Octobre.

 

Sarah vient de me montrer un article. Un témoignage. J'ai du mal à mettre mes mots sur ce que j'ai pu ressentir... Je n'avais jamais pensé à toutes celles et ceux qui vivent la même chose. A toutes ces jeunesses brisées, copies conformes de celle que j'ai vécu. Il n'y avait qu'elle & moi dans cette misère sans fin. Je n'avais jamais pensé à toutes ces mères qui ont détruit leur propre vie et la vie de leurs gosses avec. Comme si j'avais été et étais toujours irrémédiablement seule dans cette situation immonde. Comme s'il n'y avait qu'elle qui pouvait me comprendre. Sarah... Comme si personne d'autre que nous n'avait jamais traversé ce que nous avons traversé. Sauf qu'il doit y avoir des milliers de personnes comme nous. Des milliers d'autres âmes en peine qui ont une douleur semblable à la notre. Qui ont passé des soirées semblables aux notres. Et moi je n'avais jamais pensé à eux... Mais tout ce qu'elle m'a apporté, toute sa compréhension et sa présence me suffiront toujours. Elle vaut tellement les milliers d'autres...! Sarah.

Tout à l'heure, mon frère vient manger à la maison. C'est fou ce que le fait que je prenne mon indépendance nous a rapprochés! Comme avec mon père. Finies les engueulades aux sujets futiles. On a retrouvé la complicité qu'on avait, il y a de cela longtemps. On apprécie les (peu de) moments passés ensemble, à présent. Notre relation a grandi, et est plus adulte que jamais. Ca fait beaucoup de bien. De n'être donc plus considérée comme une enfant. De découvrir, en quelque sorte, ses proches avec un regard différent, presque neuf...

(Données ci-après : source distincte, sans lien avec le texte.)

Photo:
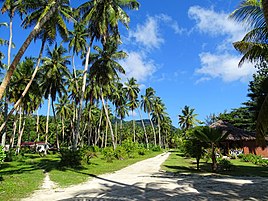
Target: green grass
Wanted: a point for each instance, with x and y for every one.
(20, 179)
(176, 163)
(72, 176)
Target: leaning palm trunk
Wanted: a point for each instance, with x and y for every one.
(144, 129)
(24, 47)
(48, 112)
(159, 131)
(26, 88)
(153, 129)
(7, 91)
(108, 119)
(262, 122)
(77, 130)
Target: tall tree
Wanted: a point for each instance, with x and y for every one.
(51, 7)
(132, 89)
(147, 104)
(104, 71)
(101, 19)
(254, 46)
(188, 118)
(56, 74)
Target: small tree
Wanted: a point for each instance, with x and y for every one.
(2, 154)
(194, 147)
(211, 136)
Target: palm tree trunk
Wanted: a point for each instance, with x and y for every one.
(27, 86)
(133, 123)
(144, 129)
(82, 97)
(20, 133)
(108, 119)
(24, 47)
(159, 131)
(48, 112)
(12, 139)
(265, 10)
(7, 91)
(214, 162)
(55, 120)
(37, 126)
(153, 129)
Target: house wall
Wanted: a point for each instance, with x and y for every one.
(250, 147)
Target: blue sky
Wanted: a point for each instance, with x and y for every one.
(183, 49)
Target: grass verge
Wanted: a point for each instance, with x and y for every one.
(20, 179)
(176, 163)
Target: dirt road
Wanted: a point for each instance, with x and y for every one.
(145, 181)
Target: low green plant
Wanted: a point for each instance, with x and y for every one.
(70, 158)
(2, 154)
(224, 164)
(108, 154)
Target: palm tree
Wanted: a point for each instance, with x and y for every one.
(55, 73)
(46, 34)
(101, 18)
(212, 136)
(188, 119)
(133, 90)
(147, 104)
(104, 71)
(254, 46)
(51, 7)
(63, 110)
(158, 114)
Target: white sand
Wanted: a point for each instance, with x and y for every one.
(145, 181)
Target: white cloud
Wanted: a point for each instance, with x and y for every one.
(136, 65)
(225, 67)
(216, 24)
(148, 34)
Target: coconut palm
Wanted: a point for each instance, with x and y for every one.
(254, 46)
(56, 74)
(188, 119)
(212, 136)
(101, 19)
(132, 89)
(51, 7)
(104, 71)
(147, 104)
(158, 115)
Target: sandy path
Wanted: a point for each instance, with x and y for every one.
(144, 181)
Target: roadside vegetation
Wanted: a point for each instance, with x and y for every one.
(177, 163)
(26, 173)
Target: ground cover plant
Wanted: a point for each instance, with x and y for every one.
(26, 173)
(177, 163)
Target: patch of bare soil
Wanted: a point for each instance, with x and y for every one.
(145, 181)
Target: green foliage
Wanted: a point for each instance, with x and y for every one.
(2, 154)
(108, 153)
(257, 160)
(224, 164)
(70, 158)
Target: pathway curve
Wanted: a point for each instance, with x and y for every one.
(144, 181)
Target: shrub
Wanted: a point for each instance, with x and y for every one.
(224, 164)
(108, 153)
(120, 153)
(70, 158)
(2, 154)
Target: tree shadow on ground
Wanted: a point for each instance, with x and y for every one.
(185, 187)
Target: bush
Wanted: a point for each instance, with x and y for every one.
(224, 164)
(70, 158)
(120, 153)
(108, 153)
(2, 154)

Elle a tout arrêté. Elle n'a même pas su me dire pourquoi, simplement que ça ne se passait "pas super"... Alors elle attend d'être placée dans un autre établissement. Bon, ça, je peux comprendre. Elle se sent pas à l'aise à cet endroit, ça va pas l'aider à guérir... Sauf. Que... Visiblement, tout juste sortie, la voilà avec son gros déchêt dépravé de "mec", à boire dans la joie et la bonne humeur. Mais merde! C'est ça, sa volonté?! Je suis complètement écoeurée et dans une colère...!

On a rendu visite à ma grand-mère aujourd'hui. Une de mes tantes et un de mes oncles étaient là. Ca faisait bien longtemps que je ne les avais pas vus! On a beaucoup parlé, de ma mère notamment. C'était instructif. Sinon, y a eu l'horreur inqualifiable de la journée... "De la ferme au frigo, la vérité de la production de viande." N'allez pas visionner cette vidéo si vous êtes du genre très sensibles. Sérieusement... J'ai encore du mal à mettre des mots sur ce que j'ai ressenti... C'est tellement impensable. Qu'on puisse prendre du plaisir à traiter les animaux d'une telle manière... Qu'on puisse faire preuve d'une cruauté pure, comme ça. La plupart des animaux sont "faits" pour finir dans nos assiettes, ce n'est même pas la question. Mais pourquoi, POURQUOI, faut-il les faire souffrir ainsi? Jamais je ne pourrai comprendre ça, ces "gens" qui, comme l'a dit mon Amoureux, prennent totalement la place des animaux (dans le sens le plus sauvage du terme). Je suis écoeurée. Ces images me resteront en tête pendant bien longtemps...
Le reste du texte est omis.